Por um lado, e concatenando as ordenações alcançadas nas distintas sete hipóteses formuladas atrás (quadro imediatamente abaixo), verifica-se ser Marques Mendes o maior favorito (três verdes-escuros e dois verdes-claros, além de nenhum vermelho) e que é Gouveia e Melo quem parece mais afastado de uma presença na segunda volta (só um verde-escuro e quatro vermelhos), enquanto Ventura e Seguro se apresentam em condições bastante equivalentes (ambos com um verde-escuro e um vermelho, embora Seguro com três verdes-claros contra dois do adversário). Mendes contra Ventura ou Mendes contra Seguro?
Por outro lado, e à luz do que deles foi decorrendo em termos analíticos, pode assumir-se o risco de ensaiar uma conjetura aritmética decorrente de uma ponderação dos resultados precedentes considerada razoável (três quartos para o cenário-base e variações marginais e um quarto para as variações diferenciadas). Neste quadro, a conclusão, embora persistindo o caráter renhido da luta eleitoral em presença, acaba por não diferir da inicial, tendendo a apontar como precariamente mais provável uma passagem à segunda volta de Mendes e Ventura (quadro abaixo).

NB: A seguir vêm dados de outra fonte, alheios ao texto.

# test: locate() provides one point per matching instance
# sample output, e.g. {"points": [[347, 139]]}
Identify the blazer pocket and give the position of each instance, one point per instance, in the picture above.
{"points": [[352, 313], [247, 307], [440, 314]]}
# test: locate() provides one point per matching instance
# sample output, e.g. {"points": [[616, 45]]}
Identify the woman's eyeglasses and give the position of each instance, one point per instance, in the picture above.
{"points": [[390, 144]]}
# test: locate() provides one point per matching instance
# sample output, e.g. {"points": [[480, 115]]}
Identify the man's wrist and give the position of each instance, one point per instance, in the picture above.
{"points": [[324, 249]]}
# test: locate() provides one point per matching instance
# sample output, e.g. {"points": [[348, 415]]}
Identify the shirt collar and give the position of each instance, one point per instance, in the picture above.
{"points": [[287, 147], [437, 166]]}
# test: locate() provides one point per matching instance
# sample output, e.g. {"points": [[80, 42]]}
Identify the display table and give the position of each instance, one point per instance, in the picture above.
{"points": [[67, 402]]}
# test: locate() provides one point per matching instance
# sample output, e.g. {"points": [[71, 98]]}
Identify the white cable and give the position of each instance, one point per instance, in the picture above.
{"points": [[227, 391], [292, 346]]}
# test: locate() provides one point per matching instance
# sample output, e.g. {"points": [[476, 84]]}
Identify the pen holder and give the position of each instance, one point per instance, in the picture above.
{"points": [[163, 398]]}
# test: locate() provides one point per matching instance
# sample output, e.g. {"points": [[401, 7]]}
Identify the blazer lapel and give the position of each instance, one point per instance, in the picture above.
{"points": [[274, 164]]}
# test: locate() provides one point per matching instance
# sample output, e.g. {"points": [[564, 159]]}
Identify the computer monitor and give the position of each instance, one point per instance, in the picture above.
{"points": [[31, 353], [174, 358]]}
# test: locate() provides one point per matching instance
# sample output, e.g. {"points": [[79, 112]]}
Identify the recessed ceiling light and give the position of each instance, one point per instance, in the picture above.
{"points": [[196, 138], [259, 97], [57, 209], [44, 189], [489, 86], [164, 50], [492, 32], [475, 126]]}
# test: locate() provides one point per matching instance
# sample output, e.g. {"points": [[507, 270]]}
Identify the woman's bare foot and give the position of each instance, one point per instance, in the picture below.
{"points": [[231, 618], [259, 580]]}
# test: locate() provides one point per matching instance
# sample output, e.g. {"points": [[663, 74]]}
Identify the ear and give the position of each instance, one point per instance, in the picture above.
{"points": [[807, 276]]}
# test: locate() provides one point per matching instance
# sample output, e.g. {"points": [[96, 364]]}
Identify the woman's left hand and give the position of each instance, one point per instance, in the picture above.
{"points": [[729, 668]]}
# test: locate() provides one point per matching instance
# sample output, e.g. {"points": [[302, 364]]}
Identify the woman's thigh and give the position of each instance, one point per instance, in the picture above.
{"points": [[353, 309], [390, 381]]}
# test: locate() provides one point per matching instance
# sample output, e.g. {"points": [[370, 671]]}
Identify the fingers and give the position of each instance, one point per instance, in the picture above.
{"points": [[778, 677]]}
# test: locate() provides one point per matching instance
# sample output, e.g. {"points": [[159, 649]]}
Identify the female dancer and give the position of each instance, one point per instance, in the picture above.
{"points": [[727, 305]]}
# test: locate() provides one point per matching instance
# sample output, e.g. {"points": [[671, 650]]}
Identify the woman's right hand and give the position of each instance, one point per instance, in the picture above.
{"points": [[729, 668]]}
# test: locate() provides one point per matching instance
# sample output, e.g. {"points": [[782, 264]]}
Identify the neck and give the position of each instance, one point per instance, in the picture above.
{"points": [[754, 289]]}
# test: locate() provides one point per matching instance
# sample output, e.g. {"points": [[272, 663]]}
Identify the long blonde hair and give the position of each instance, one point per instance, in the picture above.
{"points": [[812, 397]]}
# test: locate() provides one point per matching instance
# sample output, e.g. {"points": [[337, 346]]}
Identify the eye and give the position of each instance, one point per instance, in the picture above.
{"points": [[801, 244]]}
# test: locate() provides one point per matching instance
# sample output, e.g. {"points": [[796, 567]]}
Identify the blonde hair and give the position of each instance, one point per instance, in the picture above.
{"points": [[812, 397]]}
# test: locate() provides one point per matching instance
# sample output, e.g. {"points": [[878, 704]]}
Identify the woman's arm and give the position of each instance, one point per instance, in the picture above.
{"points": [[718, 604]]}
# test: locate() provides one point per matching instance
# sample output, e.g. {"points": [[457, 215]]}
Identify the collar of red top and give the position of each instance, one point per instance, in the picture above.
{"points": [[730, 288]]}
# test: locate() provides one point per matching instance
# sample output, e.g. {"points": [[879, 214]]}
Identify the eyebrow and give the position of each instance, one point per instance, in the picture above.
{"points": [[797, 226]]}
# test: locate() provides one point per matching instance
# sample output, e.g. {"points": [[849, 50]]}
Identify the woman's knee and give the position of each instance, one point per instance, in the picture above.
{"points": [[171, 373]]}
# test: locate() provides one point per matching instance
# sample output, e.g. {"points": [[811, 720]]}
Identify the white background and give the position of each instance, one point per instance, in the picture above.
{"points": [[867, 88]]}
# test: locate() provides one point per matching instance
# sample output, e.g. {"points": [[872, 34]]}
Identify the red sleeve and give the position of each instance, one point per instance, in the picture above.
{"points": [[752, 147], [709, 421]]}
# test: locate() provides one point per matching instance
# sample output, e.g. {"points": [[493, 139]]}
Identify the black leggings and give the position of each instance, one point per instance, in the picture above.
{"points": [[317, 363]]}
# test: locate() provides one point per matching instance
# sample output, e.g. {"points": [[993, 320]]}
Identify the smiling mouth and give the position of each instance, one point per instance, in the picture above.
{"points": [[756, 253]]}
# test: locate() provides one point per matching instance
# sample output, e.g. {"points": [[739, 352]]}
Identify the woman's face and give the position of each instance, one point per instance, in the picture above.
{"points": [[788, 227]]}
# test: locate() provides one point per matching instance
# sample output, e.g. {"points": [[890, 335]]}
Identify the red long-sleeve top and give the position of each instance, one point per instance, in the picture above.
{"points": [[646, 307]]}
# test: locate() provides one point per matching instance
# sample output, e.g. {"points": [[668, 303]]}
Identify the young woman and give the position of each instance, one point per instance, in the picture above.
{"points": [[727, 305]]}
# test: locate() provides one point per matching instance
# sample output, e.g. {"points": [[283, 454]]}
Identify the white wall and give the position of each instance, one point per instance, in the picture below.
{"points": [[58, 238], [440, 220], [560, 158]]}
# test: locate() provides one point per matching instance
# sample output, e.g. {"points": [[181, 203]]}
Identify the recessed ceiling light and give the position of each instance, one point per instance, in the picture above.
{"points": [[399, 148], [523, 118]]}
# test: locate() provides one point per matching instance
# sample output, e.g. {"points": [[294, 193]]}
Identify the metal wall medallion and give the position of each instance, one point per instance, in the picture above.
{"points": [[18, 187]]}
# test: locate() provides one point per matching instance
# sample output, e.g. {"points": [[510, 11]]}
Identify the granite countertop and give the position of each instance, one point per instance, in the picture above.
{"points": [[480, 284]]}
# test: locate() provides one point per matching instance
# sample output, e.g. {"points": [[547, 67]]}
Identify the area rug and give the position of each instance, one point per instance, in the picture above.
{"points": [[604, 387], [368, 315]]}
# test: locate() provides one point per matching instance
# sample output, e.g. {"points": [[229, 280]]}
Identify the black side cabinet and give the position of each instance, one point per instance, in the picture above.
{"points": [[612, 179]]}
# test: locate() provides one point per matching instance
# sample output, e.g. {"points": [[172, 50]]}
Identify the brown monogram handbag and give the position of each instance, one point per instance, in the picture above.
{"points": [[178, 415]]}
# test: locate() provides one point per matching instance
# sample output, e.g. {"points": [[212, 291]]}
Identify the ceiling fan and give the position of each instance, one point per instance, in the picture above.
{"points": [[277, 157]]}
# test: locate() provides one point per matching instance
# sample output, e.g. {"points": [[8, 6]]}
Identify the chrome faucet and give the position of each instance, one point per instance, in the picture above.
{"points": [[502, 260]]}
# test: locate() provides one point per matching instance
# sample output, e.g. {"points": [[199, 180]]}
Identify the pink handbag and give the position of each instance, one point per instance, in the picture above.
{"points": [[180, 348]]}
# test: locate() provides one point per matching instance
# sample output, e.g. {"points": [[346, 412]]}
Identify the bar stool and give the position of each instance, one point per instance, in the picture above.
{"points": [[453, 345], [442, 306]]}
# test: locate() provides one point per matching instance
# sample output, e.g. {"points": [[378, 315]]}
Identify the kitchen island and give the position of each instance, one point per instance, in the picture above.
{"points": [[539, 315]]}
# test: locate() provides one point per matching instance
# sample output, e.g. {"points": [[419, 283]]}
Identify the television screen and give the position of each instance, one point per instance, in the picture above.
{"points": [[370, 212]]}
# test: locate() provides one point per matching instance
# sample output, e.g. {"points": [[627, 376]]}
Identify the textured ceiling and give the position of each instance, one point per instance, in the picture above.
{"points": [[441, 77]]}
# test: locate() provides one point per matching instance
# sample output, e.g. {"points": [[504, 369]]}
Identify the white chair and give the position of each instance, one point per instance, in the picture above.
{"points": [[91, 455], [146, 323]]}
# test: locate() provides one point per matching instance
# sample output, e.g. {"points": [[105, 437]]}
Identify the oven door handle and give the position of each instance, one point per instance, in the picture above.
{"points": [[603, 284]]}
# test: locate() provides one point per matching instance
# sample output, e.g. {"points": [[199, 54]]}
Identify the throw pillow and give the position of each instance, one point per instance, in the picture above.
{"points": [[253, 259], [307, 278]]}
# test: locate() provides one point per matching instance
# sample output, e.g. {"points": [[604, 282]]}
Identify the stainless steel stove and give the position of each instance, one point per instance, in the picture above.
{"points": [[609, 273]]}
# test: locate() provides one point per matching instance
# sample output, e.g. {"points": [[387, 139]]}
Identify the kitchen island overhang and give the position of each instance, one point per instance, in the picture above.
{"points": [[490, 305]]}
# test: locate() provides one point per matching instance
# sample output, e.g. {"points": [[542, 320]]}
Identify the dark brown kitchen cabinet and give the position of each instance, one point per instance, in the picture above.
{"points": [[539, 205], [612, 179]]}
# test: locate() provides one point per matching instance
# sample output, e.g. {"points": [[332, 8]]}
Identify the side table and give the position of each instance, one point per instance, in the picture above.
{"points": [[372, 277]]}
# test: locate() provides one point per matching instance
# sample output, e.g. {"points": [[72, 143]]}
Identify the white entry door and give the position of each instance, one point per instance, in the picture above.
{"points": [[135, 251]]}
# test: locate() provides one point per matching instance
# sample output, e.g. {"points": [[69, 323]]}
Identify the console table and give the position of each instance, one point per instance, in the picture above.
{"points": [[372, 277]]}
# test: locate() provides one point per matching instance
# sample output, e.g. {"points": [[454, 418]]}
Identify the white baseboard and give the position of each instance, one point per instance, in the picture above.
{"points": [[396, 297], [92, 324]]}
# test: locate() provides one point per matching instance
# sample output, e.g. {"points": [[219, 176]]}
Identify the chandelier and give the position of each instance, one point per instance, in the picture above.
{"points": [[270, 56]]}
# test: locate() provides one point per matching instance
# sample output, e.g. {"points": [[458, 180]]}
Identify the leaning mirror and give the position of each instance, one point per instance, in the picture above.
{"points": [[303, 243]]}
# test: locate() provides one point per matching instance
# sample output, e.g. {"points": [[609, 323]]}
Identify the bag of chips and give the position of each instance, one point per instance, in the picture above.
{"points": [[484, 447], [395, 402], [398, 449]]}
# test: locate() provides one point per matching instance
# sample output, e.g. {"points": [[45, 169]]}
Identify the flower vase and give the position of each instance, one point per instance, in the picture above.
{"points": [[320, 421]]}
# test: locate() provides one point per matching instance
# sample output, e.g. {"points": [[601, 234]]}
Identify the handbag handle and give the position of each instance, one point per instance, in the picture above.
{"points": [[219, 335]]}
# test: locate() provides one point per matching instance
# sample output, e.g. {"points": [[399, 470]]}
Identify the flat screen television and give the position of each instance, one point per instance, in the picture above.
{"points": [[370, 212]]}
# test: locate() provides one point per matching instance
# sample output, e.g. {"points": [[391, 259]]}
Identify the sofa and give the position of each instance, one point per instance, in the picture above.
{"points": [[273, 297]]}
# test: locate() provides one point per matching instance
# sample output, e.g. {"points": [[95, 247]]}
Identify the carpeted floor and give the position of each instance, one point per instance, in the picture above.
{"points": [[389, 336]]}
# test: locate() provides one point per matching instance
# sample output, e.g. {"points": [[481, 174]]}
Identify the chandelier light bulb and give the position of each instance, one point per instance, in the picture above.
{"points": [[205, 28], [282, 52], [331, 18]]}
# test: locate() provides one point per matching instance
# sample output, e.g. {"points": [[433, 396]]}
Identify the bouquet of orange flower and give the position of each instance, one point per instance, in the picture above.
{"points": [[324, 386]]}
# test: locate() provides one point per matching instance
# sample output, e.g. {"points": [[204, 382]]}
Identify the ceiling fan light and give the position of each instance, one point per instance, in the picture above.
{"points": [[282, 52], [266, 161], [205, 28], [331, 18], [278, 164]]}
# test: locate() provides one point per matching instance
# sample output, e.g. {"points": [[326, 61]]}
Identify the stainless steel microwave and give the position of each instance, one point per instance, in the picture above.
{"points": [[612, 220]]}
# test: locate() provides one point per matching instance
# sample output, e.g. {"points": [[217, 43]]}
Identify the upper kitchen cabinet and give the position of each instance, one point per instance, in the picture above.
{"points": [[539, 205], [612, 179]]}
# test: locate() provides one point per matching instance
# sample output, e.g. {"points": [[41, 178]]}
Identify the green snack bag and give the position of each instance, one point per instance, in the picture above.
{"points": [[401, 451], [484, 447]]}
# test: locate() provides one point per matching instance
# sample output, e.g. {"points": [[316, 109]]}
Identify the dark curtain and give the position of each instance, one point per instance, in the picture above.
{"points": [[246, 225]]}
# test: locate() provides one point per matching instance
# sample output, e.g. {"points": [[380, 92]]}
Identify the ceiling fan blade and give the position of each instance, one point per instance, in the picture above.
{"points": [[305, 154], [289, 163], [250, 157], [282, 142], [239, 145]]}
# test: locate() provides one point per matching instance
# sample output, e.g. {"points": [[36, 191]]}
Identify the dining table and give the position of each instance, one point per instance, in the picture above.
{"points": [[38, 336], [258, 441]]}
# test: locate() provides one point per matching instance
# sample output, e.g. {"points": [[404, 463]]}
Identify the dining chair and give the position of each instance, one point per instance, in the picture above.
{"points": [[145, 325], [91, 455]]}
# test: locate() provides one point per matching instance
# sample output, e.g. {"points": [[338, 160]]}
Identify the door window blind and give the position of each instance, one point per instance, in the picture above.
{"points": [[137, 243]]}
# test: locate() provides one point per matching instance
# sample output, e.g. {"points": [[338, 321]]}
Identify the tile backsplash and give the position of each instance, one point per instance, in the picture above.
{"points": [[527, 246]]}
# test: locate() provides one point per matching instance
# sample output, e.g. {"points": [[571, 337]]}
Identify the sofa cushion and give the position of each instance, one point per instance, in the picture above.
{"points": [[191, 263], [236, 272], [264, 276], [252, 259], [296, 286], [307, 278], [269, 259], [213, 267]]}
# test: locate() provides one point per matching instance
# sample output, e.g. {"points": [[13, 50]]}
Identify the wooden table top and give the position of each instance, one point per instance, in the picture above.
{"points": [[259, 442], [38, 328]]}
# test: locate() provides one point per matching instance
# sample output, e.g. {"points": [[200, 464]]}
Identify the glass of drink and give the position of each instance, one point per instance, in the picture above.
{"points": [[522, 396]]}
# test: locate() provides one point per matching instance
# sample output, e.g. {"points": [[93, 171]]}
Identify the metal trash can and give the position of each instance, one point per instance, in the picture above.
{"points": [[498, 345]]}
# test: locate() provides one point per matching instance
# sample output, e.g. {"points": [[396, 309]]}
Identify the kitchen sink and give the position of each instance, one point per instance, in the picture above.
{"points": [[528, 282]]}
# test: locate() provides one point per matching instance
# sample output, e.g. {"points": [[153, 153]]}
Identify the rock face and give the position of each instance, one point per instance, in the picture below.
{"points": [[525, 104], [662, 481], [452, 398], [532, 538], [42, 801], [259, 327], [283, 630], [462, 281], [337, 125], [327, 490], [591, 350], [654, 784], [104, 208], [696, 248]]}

Amanhã concluirei este exercício analítico através da introdução de mais alguns elementos de diagnóstico, especialmente vocacionados para a consideração de aspetos menos evidentes ou mais fora da caixa. Sublinhando que encerrei este trabalho no primeiro dia da campanha eleitoral, chamo assim a atenção para a sua imunidade em relação aos circunstancialismos que vão sendo observados em termos factuais, opinativos ou de estudos de opinião.